Kissinger's China - also in the FT, the last British governor of Hong Kong, Chris Patten, reviews Henry Kissinger's new book On China, and paints a portrait of a brilliant man devoid of any moral sense. In his latest work the chronic enabler of blood-soaked tyrants offers up a whitewashing of Mao's crimes, to which Patten provides an sobering rebuttal.
New Royalist Torquemada Grover Norquist. When even Tom Coburn thinks someone's a dangerous extremist, you know you're dealing with a real piece of work.
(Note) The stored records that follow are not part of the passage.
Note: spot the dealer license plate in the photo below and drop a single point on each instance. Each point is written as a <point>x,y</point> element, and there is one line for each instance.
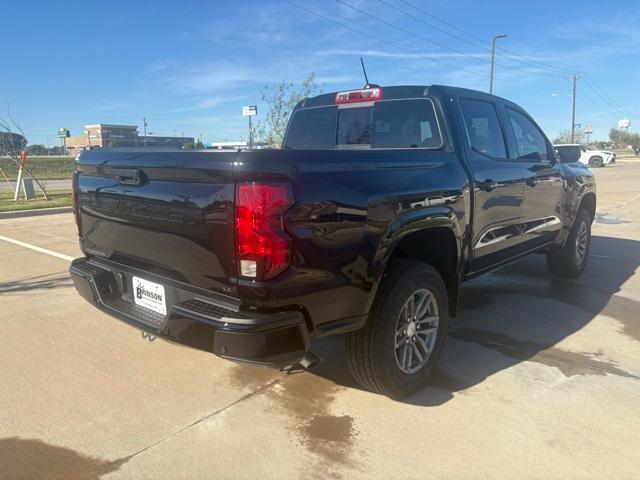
<point>149,295</point>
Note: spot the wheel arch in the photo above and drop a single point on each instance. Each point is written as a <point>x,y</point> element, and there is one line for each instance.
<point>588,202</point>
<point>433,239</point>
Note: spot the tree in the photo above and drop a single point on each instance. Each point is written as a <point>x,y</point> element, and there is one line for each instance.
<point>281,98</point>
<point>565,137</point>
<point>13,142</point>
<point>623,138</point>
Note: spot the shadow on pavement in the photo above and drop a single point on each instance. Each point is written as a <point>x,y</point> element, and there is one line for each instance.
<point>29,458</point>
<point>520,313</point>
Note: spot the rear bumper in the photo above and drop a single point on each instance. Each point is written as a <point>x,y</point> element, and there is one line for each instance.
<point>195,318</point>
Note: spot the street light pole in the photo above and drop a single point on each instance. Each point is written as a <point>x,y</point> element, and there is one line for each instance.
<point>144,123</point>
<point>493,60</point>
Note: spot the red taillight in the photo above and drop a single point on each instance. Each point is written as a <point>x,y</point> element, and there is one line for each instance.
<point>263,245</point>
<point>74,199</point>
<point>363,95</point>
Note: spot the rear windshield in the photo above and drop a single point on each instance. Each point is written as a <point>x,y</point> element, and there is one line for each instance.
<point>384,124</point>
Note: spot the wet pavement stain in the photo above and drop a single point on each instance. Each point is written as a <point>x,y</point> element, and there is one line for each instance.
<point>306,400</point>
<point>608,219</point>
<point>595,301</point>
<point>32,459</point>
<point>569,363</point>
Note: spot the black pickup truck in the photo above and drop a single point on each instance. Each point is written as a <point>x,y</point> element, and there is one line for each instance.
<point>379,204</point>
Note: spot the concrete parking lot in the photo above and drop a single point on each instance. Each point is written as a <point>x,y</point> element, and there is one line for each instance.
<point>539,379</point>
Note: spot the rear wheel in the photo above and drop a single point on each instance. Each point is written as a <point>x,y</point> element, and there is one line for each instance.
<point>570,260</point>
<point>396,351</point>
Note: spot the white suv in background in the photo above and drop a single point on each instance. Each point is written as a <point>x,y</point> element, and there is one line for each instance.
<point>572,152</point>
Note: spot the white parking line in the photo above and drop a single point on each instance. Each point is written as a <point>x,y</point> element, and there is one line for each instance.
<point>37,249</point>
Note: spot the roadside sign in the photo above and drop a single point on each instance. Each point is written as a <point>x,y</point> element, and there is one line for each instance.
<point>250,111</point>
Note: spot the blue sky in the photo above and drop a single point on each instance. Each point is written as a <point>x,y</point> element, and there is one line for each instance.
<point>189,66</point>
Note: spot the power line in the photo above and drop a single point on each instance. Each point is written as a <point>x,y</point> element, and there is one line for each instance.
<point>474,44</point>
<point>400,47</point>
<point>606,98</point>
<point>527,59</point>
<point>597,104</point>
<point>344,25</point>
<point>425,39</point>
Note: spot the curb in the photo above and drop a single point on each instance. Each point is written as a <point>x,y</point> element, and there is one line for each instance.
<point>35,212</point>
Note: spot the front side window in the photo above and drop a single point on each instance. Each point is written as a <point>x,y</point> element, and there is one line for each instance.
<point>529,139</point>
<point>485,134</point>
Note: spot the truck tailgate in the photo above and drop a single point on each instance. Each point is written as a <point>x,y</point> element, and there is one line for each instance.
<point>165,212</point>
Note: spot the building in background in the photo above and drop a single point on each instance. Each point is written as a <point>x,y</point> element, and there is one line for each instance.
<point>102,135</point>
<point>237,145</point>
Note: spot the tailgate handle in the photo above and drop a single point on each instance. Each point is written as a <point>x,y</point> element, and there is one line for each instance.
<point>129,176</point>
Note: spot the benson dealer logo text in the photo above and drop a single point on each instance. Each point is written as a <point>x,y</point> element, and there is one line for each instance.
<point>142,293</point>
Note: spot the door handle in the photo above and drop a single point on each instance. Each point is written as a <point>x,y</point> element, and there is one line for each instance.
<point>488,185</point>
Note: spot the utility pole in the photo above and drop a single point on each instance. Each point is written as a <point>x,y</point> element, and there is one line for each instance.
<point>144,123</point>
<point>573,110</point>
<point>493,60</point>
<point>574,79</point>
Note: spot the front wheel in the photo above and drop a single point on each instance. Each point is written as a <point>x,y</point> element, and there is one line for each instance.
<point>570,260</point>
<point>396,351</point>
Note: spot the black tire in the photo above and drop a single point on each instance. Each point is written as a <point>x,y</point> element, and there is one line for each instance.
<point>564,262</point>
<point>372,351</point>
<point>596,162</point>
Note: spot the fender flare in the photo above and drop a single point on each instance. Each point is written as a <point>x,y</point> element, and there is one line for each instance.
<point>402,226</point>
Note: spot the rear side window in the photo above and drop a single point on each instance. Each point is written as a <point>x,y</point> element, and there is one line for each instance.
<point>569,153</point>
<point>530,140</point>
<point>485,134</point>
<point>313,129</point>
<point>385,124</point>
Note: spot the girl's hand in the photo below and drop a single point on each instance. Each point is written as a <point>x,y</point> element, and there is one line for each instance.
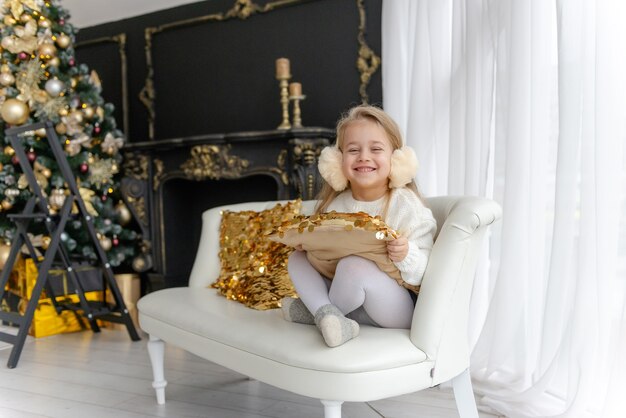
<point>398,248</point>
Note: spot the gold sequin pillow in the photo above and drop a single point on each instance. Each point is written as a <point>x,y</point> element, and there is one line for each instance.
<point>329,237</point>
<point>254,268</point>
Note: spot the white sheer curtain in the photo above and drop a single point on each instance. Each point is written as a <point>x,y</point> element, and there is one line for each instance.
<point>525,101</point>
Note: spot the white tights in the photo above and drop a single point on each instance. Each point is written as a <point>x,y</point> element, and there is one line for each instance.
<point>358,282</point>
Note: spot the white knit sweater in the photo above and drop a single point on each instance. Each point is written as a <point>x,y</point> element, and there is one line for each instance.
<point>409,217</point>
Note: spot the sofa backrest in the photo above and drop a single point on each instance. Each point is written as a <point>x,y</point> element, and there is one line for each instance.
<point>440,320</point>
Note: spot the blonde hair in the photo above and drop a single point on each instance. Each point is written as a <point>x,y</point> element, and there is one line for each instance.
<point>360,113</point>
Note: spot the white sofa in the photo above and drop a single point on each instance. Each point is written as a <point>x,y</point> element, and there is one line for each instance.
<point>379,363</point>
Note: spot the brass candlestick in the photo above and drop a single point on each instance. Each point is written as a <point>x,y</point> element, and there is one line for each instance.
<point>284,100</point>
<point>297,120</point>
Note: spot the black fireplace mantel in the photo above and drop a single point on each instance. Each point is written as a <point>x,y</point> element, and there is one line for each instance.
<point>169,183</point>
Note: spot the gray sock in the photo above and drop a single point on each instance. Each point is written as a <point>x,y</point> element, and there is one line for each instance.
<point>334,326</point>
<point>294,310</point>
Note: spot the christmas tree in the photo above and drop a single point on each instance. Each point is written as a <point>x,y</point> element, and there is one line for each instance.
<point>40,80</point>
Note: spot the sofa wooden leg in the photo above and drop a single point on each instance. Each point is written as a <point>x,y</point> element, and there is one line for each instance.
<point>156,351</point>
<point>464,395</point>
<point>332,409</point>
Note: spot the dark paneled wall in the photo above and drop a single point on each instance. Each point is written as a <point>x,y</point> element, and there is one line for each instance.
<point>219,76</point>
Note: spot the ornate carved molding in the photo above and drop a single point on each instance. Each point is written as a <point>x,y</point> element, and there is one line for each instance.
<point>367,62</point>
<point>213,162</point>
<point>305,155</point>
<point>136,166</point>
<point>242,9</point>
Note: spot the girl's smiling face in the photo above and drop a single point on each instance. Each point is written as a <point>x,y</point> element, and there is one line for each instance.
<point>366,160</point>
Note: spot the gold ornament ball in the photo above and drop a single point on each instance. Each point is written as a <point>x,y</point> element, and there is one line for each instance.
<point>4,254</point>
<point>47,51</point>
<point>77,116</point>
<point>6,79</point>
<point>63,41</point>
<point>54,62</point>
<point>61,128</point>
<point>89,112</point>
<point>124,213</point>
<point>106,243</point>
<point>14,111</point>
Also in Business Week, there's a discussion of the relationship of the bikini wax to Brazil's measure of inflation.
On the music front, The Financial Times finds Glyndebourne's Meistersinger flavorless mush, and reports that, after a slew of cancellations of dates earlier this year, including Chicago, Maurizio Pollini was back in top form at a Royal Festival Hall recital that included Chopin, Schumann, and Stockhausen Klavierstücke.
Funny or Die: Groupon's Fate Hinges on Words suggests that Groupon's continued success may hinge on its gagwriters - "musicians, poets, actors and comedians" who write the copy that keeps subscribers clicking coupons.
Elsewhere, Zachary Woolfe has a glowing review of the new live recording from 1995 of Lorraine Hunt Lieberson's sublime acount of Berlioz's Les Nuits d'Ete , plus a selection of Handel arias, a must-have release that has been topping out my iPod for the past few weeks.